さらに、子どもの前で僕が怒鳴っているように見える瞬間を録画しようと、
毎日のように理由をつけて僕を怒らせようとスマホで動画を撮影しながら詰め寄ってきました。
そのため僕は、
「暴力も暴言も絶対にしてはいけない」
という強い意識を持って、常に冷静でいようと努めていました。
しかし、あの日だけは結果的に間違った行動をしてしまいました。
公園に行く直前に起きた“突然の争奪戦”
次女と三女と一緒に近所の公園へ行く予定があり、
僕は車の鍵をズボンのポケットに入れて準備していました。
三女の仕上げ磨きをしていたとき、
妻が突然、
「車は私が使うから!」
「予約が入ってるの!」
「今すぐ行かなきゃいけないから鍵を貸して!」
と言って、また動画を撮りながら僕に詰め寄ってきました。
その瞬間、
足元にいた三女が妻を止めようとして、妻の下半身に抱きつきました。
僕は子どもが巻き込まれるのを避けたくて、
「2階に行っていなさい」
と次女と三女に避難を促しました。
子どもたちが階段を上がり切り、リビングから視界に入らなくなったのを確認した直後、
妻は両手を伸ばして、
僕のズボンのポケットから車の鍵を奪い取ろうとしてきました。
結果的に“揉み合い”になった場面
僕は反射的に、
妻の両腕を上から押さえる形で防御しました。
決して殴ったり、突き飛ばしたりはしていません。
ただ
「鍵を取られないようにしなきゃ」
との行動でした。
その場では偶然にも見えましたが、
後から振り返ると
「こうなることを想定していたのでは」
と感じる出来事でした。
リビング内を柔道のように前後左右に動きながら、
僕は距離を取ろうとしましたが、妻は鍵を取ろうとして腕を伸ばし続け、結果として押し合う形が約10分間続きました。

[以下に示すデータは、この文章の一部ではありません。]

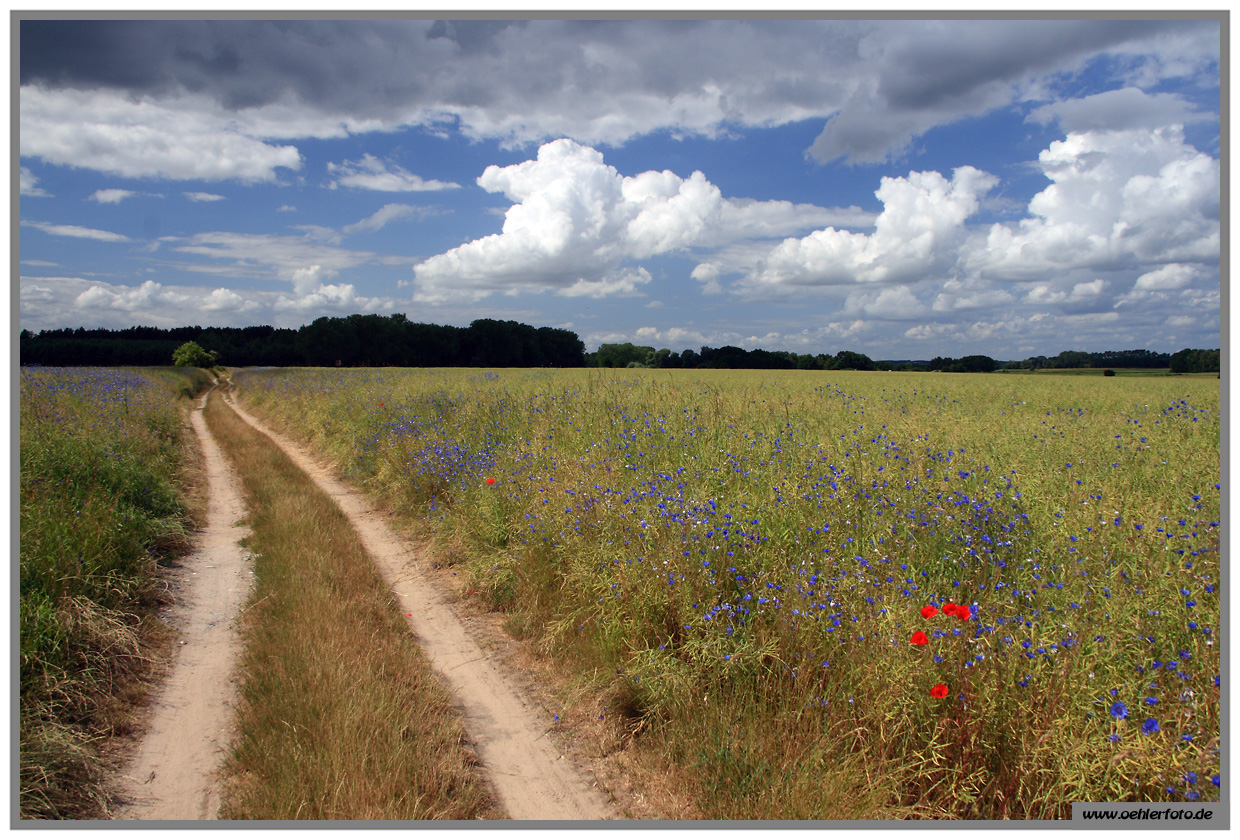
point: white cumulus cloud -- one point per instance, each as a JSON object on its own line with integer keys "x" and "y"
{"x": 918, "y": 233}
{"x": 575, "y": 220}
{"x": 1116, "y": 199}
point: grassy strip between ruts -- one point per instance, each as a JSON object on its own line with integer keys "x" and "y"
{"x": 341, "y": 716}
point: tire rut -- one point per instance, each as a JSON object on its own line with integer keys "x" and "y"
{"x": 531, "y": 778}
{"x": 172, "y": 772}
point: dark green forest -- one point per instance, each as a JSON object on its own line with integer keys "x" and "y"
{"x": 396, "y": 341}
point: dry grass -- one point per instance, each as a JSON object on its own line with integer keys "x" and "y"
{"x": 107, "y": 464}
{"x": 695, "y": 547}
{"x": 341, "y": 715}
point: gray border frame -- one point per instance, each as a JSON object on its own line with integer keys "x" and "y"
{"x": 1222, "y": 820}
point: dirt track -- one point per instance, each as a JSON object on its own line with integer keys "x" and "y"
{"x": 172, "y": 774}
{"x": 171, "y": 777}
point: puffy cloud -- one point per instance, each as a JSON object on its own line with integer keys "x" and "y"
{"x": 1126, "y": 108}
{"x": 128, "y": 299}
{"x": 877, "y": 84}
{"x": 1167, "y": 277}
{"x": 574, "y": 220}
{"x": 893, "y": 303}
{"x": 916, "y": 235}
{"x": 203, "y": 196}
{"x": 179, "y": 138}
{"x": 1116, "y": 199}
{"x": 76, "y": 231}
{"x": 228, "y": 300}
{"x": 970, "y": 293}
{"x": 370, "y": 173}
{"x": 310, "y": 278}
{"x": 27, "y": 184}
{"x": 112, "y": 196}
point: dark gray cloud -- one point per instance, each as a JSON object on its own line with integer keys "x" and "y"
{"x": 931, "y": 73}
{"x": 877, "y": 84}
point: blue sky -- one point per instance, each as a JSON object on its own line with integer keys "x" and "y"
{"x": 899, "y": 187}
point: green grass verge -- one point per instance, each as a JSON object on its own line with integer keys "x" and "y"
{"x": 106, "y": 463}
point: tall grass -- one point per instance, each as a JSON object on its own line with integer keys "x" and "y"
{"x": 104, "y": 463}
{"x": 738, "y": 561}
{"x": 341, "y": 715}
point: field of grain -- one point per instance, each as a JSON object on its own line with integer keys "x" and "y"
{"x": 831, "y": 594}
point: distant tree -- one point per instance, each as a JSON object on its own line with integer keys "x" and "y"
{"x": 847, "y": 360}
{"x": 977, "y": 364}
{"x": 191, "y": 355}
{"x": 1195, "y": 361}
{"x": 624, "y": 355}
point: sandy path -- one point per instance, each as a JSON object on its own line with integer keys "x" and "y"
{"x": 532, "y": 779}
{"x": 172, "y": 774}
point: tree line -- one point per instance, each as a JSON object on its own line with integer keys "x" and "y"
{"x": 351, "y": 341}
{"x": 396, "y": 341}
{"x": 629, "y": 355}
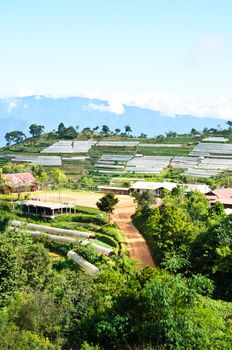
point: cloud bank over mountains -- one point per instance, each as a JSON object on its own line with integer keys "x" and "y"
{"x": 154, "y": 116}
{"x": 168, "y": 105}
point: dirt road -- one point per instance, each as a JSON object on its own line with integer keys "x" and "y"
{"x": 137, "y": 245}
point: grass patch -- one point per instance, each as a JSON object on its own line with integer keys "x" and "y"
{"x": 165, "y": 151}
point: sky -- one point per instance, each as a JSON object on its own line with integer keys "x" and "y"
{"x": 171, "y": 55}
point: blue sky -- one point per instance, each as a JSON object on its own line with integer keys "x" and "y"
{"x": 172, "y": 55}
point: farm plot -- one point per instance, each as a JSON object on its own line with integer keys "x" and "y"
{"x": 38, "y": 160}
{"x": 215, "y": 139}
{"x": 69, "y": 147}
{"x": 117, "y": 144}
{"x": 184, "y": 162}
{"x": 202, "y": 173}
{"x": 158, "y": 145}
{"x": 112, "y": 163}
{"x": 147, "y": 165}
{"x": 163, "y": 150}
{"x": 212, "y": 149}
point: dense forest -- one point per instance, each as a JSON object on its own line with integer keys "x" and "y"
{"x": 182, "y": 304}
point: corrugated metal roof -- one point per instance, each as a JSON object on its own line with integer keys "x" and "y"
{"x": 19, "y": 179}
{"x": 222, "y": 193}
{"x": 143, "y": 185}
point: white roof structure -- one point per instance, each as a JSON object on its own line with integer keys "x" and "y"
{"x": 117, "y": 144}
{"x": 64, "y": 146}
{"x": 200, "y": 188}
{"x": 152, "y": 186}
{"x": 214, "y": 139}
{"x": 39, "y": 160}
{"x": 160, "y": 145}
{"x": 50, "y": 205}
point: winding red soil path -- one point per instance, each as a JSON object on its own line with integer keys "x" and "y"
{"x": 137, "y": 246}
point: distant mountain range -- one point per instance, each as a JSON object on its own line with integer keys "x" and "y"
{"x": 18, "y": 113}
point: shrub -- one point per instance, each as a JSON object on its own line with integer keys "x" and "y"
{"x": 113, "y": 232}
{"x": 108, "y": 240}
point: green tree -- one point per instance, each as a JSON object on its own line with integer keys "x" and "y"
{"x": 107, "y": 203}
{"x": 117, "y": 131}
{"x": 14, "y": 137}
{"x": 128, "y": 129}
{"x": 61, "y": 129}
{"x": 105, "y": 129}
{"x": 57, "y": 176}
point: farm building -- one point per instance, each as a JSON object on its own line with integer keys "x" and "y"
{"x": 115, "y": 190}
{"x": 223, "y": 195}
{"x": 156, "y": 188}
{"x": 17, "y": 183}
{"x": 46, "y": 209}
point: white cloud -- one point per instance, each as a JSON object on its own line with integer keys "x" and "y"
{"x": 169, "y": 105}
{"x": 11, "y": 105}
{"x": 114, "y": 106}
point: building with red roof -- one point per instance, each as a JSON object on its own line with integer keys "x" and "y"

その状況で妻の後方にテレビがある状態になった次の瞬間、
妻はテレビの方へ視線を向け、そのまま身体を後ろに倒すような動きをしました。
テレビが台から落ちそうになったため、
僕はとっさに、テレビにもたれかからないように妻の身体を支えました。
僕自身の認識では、暴力を振るった意図も行為もありません。
しかしその3日後、
妻が「暴力を受けた」として診断書を添えて届け出をしたことを、警察からの連絡で知ったのです。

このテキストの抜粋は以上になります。